Somebody asked if I wanted to keep going in the race, and of course the answer was yes. In those first moments after any crash, all you can think about is assessing the immediate damage while measuring the amount of time the field is riding away. You have to get up and go or the race leaves you behind. We all watched the video of Toms Skujins staggering around post-crash last Monday, trying to get his shit together to rejoin the race. There’s not time for pausing to think, “Is this a terrible idea?” We’re not programmed that way.
But I could tell immediately that I’d cracked my head hard and continuing wasn’t an option. It didn’t even require consideration. My head hurt so badly that I half expected brain to start leaking out of my ear.
It was a few minutes later that I noticed my collarbone felt like being stabbed by hot splinters of metal. There was a moment of feeling mildly victorious, knowing I’d checked off the racer rite of passage of fracturing a collarbone. Then the reality of laying on the pavement on a Nevada road with a broken everything set in and that’s where I’ve been since.
Dozens of kind messages poured in, my sweet boyfriend showed up and stayed glued to my side. I went into surgery at 8am the following morning and came out repaired and freshly aware of new pain that had previously been unnoticed. That’s the beauty of a big crash – as soon as you sort out one issue, your body alerts you to three more. I hit the button on the pain medicine pump like it was a Jeopardy buzzer and I had all the answers.
By Saturday night, I was discharged and headed back to Lake Tahoe to get my things from the race hotel and begin the trip home. That night was a sea of pain and tears and fog that I’d gladly wipe from my brain forever. Sunday morning I flew to Scottsdale and retreated to my apartment to slowly piece my body and brain back together. The race finished without me. My victories became smaller milestones, like the first post-surgery shower or figuring out that I can wipe with my left hand. Sort of.
Crashing out mid-season is a lonely experience. You have all of these plans and goals, your fitness is progressing, and then suddenly everything comes to a screeching halt. You struggle with basic tasks made difficult by new physical limitations, the pain keeps coming, and there’s no escape into the routine of daily training. You can’t stop watching the peloton exist through news and social media, but you’re envious and isolated. Sometimes it’s easy to stay positive: “It could have been worse! I’ll be back soon!” Other times I want to punch the wall in frustration, but my left arm is weak and it would be pointlessly unsatisfying. Adding in a concussion means my brain fails to cooperate, my emotions are jumbled and inappropriate, and I require more naps than an insomniac toddler.

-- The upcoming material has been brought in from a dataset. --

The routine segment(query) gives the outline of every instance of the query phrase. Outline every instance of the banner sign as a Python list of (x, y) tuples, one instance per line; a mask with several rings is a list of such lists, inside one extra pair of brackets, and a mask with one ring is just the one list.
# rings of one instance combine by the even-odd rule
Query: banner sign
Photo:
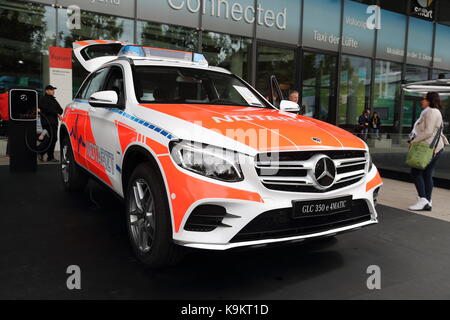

But this is what happened. I made a mistake and paid for it. It’s probably better this way; I have nobody to blame but myself and nobody else got hurt. I wonder if Toms feels the same way about the end of his Tour of California, or if Annemiek van Vleuten looks back on crashing out of nearly winning the Olympics and fumes at herself. Is it easier to accept a self-inflicted wound? I will certainly be more careful in the future; more aware of when I’m fatigued and respectful of how it might negatively impact my riding. The best anybody can do is learn from their mistakes.
A week ago, I was planning to spend today spinning out the legs after a few days of post-race recovery before turning my focus to the Winston-Salem UCI road race. Now the goal for today is to do my first short spin on the trainer. It’s easy to be a professional cyclist when the body is performing and the races keep coming and kids ask you to sign their shirts. This is the hard part.
But in losing your place in the pack, you are also reminded how badly you want to be there. I’ve never been more determined or motivated. And besides, the trainer is my natural habitat. Some time at home will be good. And then I’ll be back.